Deutsch Intern
University Archive

Scholar of the month: Walther Hermann Nernst

* 25. June 1856 in Briesen, West Prussia              † 18. November 1941 in Zibelle, Upper Lusatia

1883    Study of Physics, Chemistry and Mathematics in Zurich, Berlin and Graz
1887    Promotion in Würzburg
1887    Assistant for Wilhelm Ostwald in Leipzig
1889    Habilitation in Leipzig
1890    Private Lecturer in Göttingen
1891    extraordinary Professorship in Göttingen    
1894    ordinary Professorship in Göttingen
1905    Professor for Physical Chemistry in Berlin
1920    Nobel Prize in Chemistry
1922    President of the Physikalisch-Technische Reichsanstalt in Berlin-Charlottenburg
1924    Professor for Physics in Berlin
1933    Withdrawal from academic science

The Universitätsarchiv Würzburg continues the honour the Nobel Laureates of the Alma Julia in May 2019 by presenting the career and successes of Walther Hermann Nernst. He was an outstanding scientist, who was rewarded with the Nobel Prize in Chemistry in 1920 for his research in Thermodynamics.

Time in Würzburg

Walther Nernst’s scientific education in the subjects of physics, mathematics and chemistry took place from 1883 on at the Universities of Zurich, Berlin and Graz. In Würzburg, Nernst was able to continue his research. The physicist Friedrich Kohlrausch offered Nernst a doctoral position in Würzburg and already one year later, he obtained his promotion about the Nernst–Ettingshausen effect. Through the acquaintance of Svante Arrhenius, which he made in Würzburg, Nernst met Wilhelm Ostwald shortly after his postdoctoral lecture qualification, who then again invited him to habilitate in Leipzig.
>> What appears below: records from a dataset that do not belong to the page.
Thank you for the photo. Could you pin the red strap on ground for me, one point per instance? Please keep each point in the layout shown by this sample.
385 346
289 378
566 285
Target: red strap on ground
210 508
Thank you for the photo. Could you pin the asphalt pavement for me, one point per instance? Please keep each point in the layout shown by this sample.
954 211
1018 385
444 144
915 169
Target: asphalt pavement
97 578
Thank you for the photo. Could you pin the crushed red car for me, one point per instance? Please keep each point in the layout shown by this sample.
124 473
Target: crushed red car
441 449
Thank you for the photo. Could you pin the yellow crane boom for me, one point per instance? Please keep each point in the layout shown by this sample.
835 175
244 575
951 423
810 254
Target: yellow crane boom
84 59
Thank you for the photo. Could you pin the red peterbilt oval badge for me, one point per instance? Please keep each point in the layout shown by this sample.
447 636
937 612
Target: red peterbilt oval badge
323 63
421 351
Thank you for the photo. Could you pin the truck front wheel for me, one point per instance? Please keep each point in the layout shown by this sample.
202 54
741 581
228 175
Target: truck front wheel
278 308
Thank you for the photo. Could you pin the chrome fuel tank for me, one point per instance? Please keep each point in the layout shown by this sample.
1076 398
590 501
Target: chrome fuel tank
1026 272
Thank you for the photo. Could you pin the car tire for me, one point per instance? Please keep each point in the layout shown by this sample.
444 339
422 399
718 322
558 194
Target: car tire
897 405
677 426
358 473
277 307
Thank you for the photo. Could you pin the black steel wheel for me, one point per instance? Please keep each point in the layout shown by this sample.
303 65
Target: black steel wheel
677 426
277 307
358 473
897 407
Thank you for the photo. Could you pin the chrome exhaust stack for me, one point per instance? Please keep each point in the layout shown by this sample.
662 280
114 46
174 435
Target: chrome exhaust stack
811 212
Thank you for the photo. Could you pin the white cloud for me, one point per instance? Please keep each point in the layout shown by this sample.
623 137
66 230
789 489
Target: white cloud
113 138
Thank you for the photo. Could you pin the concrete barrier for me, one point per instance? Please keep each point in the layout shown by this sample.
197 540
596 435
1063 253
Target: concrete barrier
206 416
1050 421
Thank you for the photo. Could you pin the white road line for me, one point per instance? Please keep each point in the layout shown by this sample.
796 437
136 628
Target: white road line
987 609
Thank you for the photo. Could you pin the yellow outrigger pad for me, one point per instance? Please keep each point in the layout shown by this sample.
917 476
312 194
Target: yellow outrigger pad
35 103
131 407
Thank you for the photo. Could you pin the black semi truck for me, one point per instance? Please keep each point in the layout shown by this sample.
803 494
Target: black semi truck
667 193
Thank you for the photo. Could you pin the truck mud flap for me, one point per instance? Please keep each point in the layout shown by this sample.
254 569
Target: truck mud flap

Commercial and Scientific Success

One of the most popular scientific successes of Walther Nernst was the so-called “Nernst lamp”, an electrolytic incandescent lamp that was a predecessor of the lightbulb. In 1897, he patented his invention and sold the patent two years later to AEG for one million Reichsmark. Nevertheless, his invention was never permanently established in the marked, which was most likely because of its impractical usage: it had to be pre-warmed before it could be used. The Nernst lamp was soon replaced by the more practical incandescent light bulb. Walther Nernst did not only have commercial success, but could also shine with his academic findings: He made an addition to the laws of thermodynamics by adding the third law, which says that “it is impossible for any process, no matter how idealized, to reduce the entropy of a system to its absolute-zero value in a finite number of operations.”[1] For his research in this matter, he was awarded the Nobel Prize in Chemistry in 1920.

Nernst and the War

When World War I broke out, Nernst was engaged in the general enthusiasm for war and made himself available as a driver for the military. He wanted to contribute with his scientific competences as well and helped to develop certain projectiles, which made the usage of chemical warfare agents possible. Thereby it is likely, that he was also engaged in the development of warfare agents like chloric gas.

When in the period between the two world wars, anti-Semitic tendencies started to rise in Germany, several scientists of Jewish heritage and their achievements were publically discriminated. During this time, Nernst appeared in public and private as a vehement defender of his long-term, Jewish friends like for example Albert Einstein or Walther Rathenau. Generally, he had a rather negative opinion about the third Reich, which made himself experience strong disadvantages, like the exclusion from the Senate of the Kaiser Wilhelm Society. Out of this reason, he withdrew himself from his academic career in 1933 and retired on his manor in the Upper Lusatia.

[1] Wilks, J. (1971). The Third Law of Thermodynamics, Chapter 6 in Thermodynamics, volume 1, ed. W. Jost, of H. Eyring, D. Henderson, W. Jost, Physical Chemistry. An Advanced Treatise, Academic Press, New York, page 477.